Customer: replied 6 months ago.
Thank you i have owned bearded dragons for 10+ years however never come across this foaming of the mouth i will take her to the closest vetinary practice to me tomorrow when i get home from work.
Thank you for the advice i know its difficult to know for sure without seeing her

-The fact that she will not eat solid food and is foaming at the mouth indicates mouth pain.

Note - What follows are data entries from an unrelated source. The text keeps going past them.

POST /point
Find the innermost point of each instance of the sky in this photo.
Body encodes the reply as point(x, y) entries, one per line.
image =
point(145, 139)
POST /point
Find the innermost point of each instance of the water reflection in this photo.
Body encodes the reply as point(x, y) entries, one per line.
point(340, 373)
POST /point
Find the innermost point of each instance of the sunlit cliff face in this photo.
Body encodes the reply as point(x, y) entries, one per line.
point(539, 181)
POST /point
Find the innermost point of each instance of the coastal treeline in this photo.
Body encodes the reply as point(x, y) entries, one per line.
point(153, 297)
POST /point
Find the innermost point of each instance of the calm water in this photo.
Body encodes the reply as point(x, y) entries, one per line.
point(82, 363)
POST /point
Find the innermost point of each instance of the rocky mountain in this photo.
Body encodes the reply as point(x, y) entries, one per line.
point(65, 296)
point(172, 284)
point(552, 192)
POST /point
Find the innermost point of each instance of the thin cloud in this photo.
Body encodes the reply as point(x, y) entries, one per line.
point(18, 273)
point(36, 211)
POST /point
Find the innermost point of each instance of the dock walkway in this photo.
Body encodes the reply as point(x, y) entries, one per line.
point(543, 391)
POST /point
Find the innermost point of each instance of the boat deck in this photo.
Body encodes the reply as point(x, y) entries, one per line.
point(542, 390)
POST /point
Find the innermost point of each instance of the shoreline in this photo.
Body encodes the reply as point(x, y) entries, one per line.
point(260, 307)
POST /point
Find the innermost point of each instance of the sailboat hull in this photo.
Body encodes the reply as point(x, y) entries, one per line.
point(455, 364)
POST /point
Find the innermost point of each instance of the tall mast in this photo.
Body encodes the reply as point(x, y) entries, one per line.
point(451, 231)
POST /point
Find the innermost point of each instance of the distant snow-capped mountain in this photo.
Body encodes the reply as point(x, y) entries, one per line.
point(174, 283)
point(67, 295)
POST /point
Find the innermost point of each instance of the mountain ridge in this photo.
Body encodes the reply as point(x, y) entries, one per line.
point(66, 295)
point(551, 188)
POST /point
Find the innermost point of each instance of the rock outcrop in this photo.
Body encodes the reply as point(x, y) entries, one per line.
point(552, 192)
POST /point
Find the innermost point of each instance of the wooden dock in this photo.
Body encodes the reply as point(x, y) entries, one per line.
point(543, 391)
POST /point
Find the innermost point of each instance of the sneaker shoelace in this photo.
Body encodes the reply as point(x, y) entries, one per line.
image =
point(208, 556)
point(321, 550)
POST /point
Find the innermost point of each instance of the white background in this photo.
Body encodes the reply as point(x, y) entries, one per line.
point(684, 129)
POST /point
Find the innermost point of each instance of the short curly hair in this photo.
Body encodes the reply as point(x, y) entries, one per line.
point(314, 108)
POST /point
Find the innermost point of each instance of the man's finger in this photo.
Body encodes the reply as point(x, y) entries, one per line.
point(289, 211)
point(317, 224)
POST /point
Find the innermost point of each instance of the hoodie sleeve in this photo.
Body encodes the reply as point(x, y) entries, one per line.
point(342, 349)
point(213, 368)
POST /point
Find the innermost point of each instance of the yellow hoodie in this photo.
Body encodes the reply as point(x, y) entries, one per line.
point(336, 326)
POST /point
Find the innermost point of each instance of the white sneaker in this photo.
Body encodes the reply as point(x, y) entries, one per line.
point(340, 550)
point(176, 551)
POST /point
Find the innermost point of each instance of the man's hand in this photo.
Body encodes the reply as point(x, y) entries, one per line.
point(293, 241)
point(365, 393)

Customer: replied 6 months ago.
Thank you i will definately take her to the vets tomorrow.
Thank you for the help and i will keep an eye over her tonight.
Kind Regards,

You're welcome. I hope the information was helpful and Mushu feels better soon. Thank you for trusting JustAnswer with your questions. It was my pleasure to help you today. If you need further information regarding this question or need clarification on the recommendations, please let me know. I am happy to help.

Customer: replied 6 months ago.
Thank you

You're welcome.

-I hope you were able to get Mushu to the veterinarian and she is feeling better today. Please feel free to reach out with any questions.